Friday, July 7, 2017

9 Vegetables to Grow Indoors


Conservatories and windowsills are good sites for growing vegetables. Put heavy containers on the floor or a firm support. Some vegetable plants, including trailing species, are suitable for growing in hanging baskets fitted with integral drip trays. Mushrooms are straightforward if you have space in a dark cupboard. Some plants such as chicory and rhubarb can be forced to produce their crop earlier than normal.

Tomatoes, peppers and eggplant: These easily raised tender crops are favorites for a sunny windowsill and can be grown from seed or small plantlets. For window boxes or hanging baskets, choose pendent varieties such as Tumbler tomatoes. Train cordon varieties such as Sweet Million tomatoes up canes or string in a conservatory, where they will produce long trusses of tasty, decorative tomatoes for several months. Peppers and aubergines are less prolific.

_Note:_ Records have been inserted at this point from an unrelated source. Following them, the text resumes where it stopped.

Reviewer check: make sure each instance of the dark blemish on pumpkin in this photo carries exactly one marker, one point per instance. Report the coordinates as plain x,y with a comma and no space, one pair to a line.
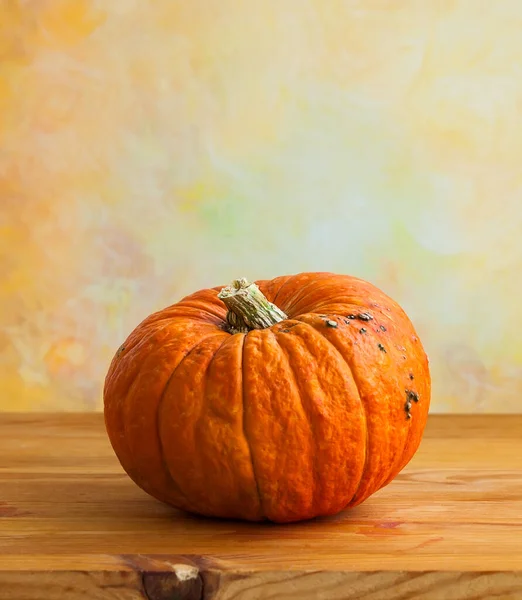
411,395
364,317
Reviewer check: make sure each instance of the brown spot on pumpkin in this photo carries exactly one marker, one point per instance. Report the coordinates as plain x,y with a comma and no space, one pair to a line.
412,396
364,317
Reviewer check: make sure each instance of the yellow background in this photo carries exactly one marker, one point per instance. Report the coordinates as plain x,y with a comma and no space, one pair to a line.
148,149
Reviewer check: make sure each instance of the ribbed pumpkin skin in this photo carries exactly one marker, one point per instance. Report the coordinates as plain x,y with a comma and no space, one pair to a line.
288,423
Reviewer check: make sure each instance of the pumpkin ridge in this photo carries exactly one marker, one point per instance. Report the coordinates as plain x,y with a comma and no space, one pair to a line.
250,453
301,294
309,418
274,301
158,411
119,414
363,405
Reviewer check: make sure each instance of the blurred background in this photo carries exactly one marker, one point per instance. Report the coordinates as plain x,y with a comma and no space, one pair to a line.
149,149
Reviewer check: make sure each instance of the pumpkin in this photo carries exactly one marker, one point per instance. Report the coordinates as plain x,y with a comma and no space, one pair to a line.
279,400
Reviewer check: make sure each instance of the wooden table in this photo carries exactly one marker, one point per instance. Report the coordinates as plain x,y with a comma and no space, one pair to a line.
72,525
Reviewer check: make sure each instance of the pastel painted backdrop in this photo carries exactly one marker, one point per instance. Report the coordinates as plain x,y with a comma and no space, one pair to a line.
148,149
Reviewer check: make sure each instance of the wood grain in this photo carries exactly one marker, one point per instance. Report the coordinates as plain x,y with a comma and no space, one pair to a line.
72,525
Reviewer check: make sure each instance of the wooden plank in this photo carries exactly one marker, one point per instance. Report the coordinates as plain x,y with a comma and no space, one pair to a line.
72,525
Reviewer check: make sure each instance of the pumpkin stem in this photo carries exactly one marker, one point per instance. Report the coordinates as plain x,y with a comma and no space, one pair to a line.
248,308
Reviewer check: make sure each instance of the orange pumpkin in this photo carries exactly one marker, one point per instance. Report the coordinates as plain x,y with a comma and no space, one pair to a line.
282,400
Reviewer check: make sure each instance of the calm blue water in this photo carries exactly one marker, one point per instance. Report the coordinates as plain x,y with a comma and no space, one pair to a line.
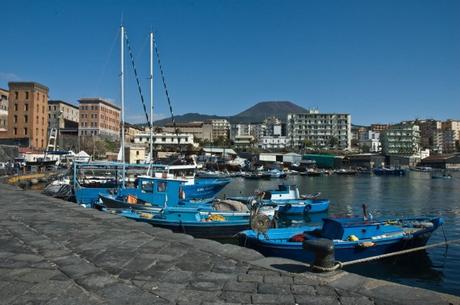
412,195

Carrots and radishes: Most root crops need greater depth than you can provide indoors, but radishes, especially round or globe varieties that do not root very deeply, grow well in boxes, troughs and pans. Seeds can be sown from late winter until mid-autumn, often producing usable roots 21 to 25 days later. Round carrot varieties are also successful in pots and boxes.

Potatoes: Seed tubers used for outdoor plantings are easily grown in large pots, buckets or even plastic sacks, and produce worthwhile yields of tasty new potatoes. When planting the tubers, leave space at the top of the container for adding more compost to earth up the plants as they develop. The top of the sack can be rolled down to start with, then rolled up, as required.

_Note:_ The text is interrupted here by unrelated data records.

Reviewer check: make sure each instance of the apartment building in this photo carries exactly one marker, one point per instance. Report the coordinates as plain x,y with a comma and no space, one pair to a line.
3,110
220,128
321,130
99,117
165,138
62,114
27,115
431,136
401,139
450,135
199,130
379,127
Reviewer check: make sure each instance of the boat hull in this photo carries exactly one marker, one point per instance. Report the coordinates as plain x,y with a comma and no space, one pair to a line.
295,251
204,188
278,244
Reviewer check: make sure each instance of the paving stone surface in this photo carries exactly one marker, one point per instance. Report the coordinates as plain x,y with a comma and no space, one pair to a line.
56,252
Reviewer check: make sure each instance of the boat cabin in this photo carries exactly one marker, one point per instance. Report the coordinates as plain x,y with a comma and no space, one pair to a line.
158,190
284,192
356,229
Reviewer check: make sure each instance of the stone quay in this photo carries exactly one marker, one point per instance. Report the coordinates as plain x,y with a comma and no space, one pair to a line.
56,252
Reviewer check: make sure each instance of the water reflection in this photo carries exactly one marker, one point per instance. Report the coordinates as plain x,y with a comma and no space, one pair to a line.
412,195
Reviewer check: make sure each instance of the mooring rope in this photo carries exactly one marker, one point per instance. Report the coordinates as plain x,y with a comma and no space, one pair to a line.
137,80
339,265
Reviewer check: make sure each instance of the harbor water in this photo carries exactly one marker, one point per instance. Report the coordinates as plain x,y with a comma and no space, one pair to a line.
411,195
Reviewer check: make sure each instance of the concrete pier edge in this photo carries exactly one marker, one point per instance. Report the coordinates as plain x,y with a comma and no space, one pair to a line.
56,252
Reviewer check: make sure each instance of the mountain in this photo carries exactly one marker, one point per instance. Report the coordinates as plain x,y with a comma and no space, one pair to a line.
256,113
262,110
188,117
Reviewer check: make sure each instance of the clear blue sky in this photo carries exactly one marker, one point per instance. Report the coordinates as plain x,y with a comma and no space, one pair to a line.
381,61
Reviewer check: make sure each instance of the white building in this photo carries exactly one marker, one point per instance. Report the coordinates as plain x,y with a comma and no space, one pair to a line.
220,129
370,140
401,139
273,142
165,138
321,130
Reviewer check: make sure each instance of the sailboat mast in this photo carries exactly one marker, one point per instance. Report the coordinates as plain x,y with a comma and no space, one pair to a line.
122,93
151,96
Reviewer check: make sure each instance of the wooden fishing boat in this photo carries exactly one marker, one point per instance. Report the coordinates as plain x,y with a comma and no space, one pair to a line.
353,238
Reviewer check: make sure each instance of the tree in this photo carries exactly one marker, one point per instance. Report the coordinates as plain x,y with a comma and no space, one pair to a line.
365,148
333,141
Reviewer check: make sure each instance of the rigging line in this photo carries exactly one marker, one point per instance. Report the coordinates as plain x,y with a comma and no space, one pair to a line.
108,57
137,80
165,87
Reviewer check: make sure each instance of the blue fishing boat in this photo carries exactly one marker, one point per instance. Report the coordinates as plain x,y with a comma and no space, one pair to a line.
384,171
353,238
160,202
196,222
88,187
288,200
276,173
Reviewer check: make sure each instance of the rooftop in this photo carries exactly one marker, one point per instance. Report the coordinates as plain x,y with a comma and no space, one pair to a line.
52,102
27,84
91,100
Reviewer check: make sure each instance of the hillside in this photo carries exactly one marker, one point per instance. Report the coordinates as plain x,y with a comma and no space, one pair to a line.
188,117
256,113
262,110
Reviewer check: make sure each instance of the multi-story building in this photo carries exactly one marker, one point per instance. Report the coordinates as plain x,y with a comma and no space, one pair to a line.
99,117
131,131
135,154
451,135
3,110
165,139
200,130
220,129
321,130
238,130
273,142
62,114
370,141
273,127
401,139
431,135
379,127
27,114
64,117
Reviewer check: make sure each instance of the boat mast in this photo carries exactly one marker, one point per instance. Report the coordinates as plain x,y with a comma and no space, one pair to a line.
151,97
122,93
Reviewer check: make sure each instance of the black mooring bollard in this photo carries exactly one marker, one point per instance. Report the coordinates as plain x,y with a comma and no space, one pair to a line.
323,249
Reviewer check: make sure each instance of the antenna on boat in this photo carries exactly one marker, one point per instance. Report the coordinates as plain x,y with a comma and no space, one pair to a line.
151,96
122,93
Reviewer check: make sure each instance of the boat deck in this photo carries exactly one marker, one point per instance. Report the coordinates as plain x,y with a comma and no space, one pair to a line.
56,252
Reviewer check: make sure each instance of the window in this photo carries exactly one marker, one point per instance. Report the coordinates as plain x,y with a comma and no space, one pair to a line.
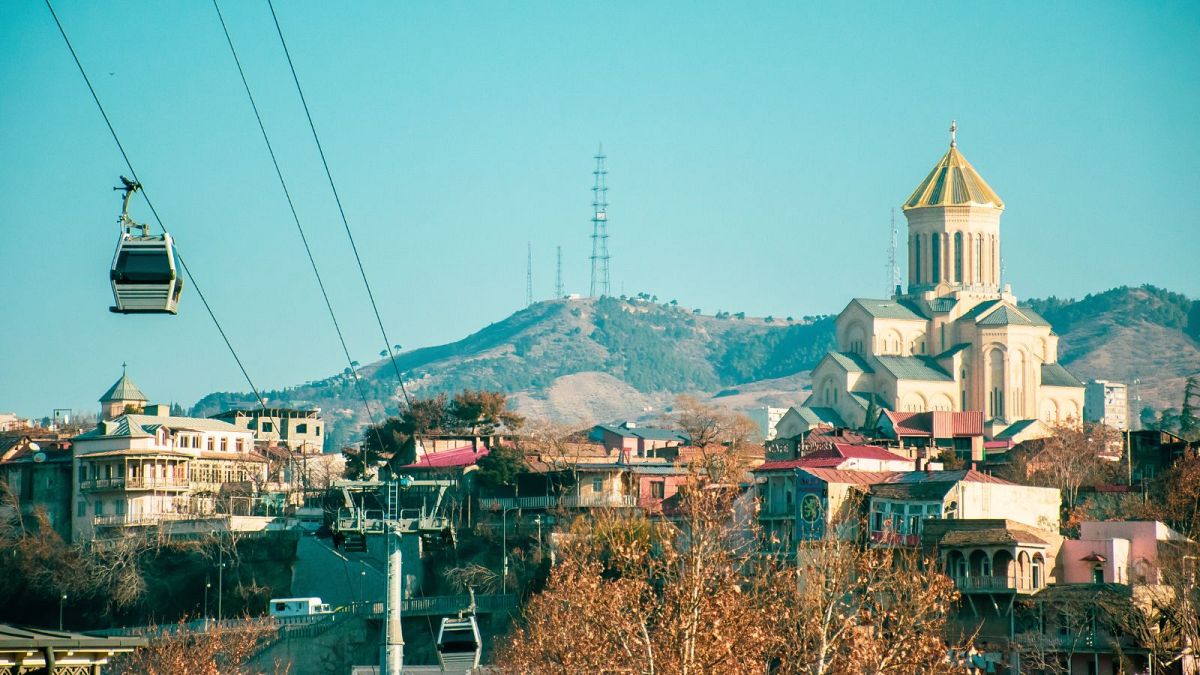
958,257
936,257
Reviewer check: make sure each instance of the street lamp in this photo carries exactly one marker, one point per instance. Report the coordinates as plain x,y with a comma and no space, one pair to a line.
504,529
207,586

Mushrooms: Mushrooms are an ideal indoor crop for any time of year. Prepared bags of special compost with mushroom spawn only need watering before being left in a draft-free, dark place such as an attic or cupboard. Keep at 50 to 60ºF (10 to 15ºC) and mushrooms should be cropping a few weeks later. Alternatively make your own compost with straw and a purchased activator. Pack this mixture in a sterile container, such as a large plastic bucket. When the initial heat has died down and the mixture is turning into compost, add the spawn.

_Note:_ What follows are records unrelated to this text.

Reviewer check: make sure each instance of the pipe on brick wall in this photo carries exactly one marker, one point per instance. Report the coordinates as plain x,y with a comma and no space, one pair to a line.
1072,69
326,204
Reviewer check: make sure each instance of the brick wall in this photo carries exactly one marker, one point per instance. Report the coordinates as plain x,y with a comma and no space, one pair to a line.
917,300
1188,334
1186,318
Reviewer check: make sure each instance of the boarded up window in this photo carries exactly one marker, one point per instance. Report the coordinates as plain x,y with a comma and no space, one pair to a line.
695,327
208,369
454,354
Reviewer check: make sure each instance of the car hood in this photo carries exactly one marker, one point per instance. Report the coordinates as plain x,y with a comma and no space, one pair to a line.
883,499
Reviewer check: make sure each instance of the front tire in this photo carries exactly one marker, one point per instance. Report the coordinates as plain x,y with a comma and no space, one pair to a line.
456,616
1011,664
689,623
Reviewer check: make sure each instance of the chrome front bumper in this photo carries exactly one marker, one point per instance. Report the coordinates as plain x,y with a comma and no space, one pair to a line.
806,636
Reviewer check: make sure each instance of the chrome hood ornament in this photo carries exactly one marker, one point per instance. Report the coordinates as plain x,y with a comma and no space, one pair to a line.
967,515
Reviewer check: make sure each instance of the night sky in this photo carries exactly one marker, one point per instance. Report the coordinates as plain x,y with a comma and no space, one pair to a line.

Beans and peas: Dwarf french beans can be sown in pots from late winter onwards for early pods. Dwarf broad beans and dwarf runner beans crop well indoors, too. Tall runner beans grown on cane wigwams or on string up the side of a sunny conservatory are decorative as well as productive, and both dwarf and tall mangetout peas will do well as houseplants. Pick the pods while they are young, tender and juicy.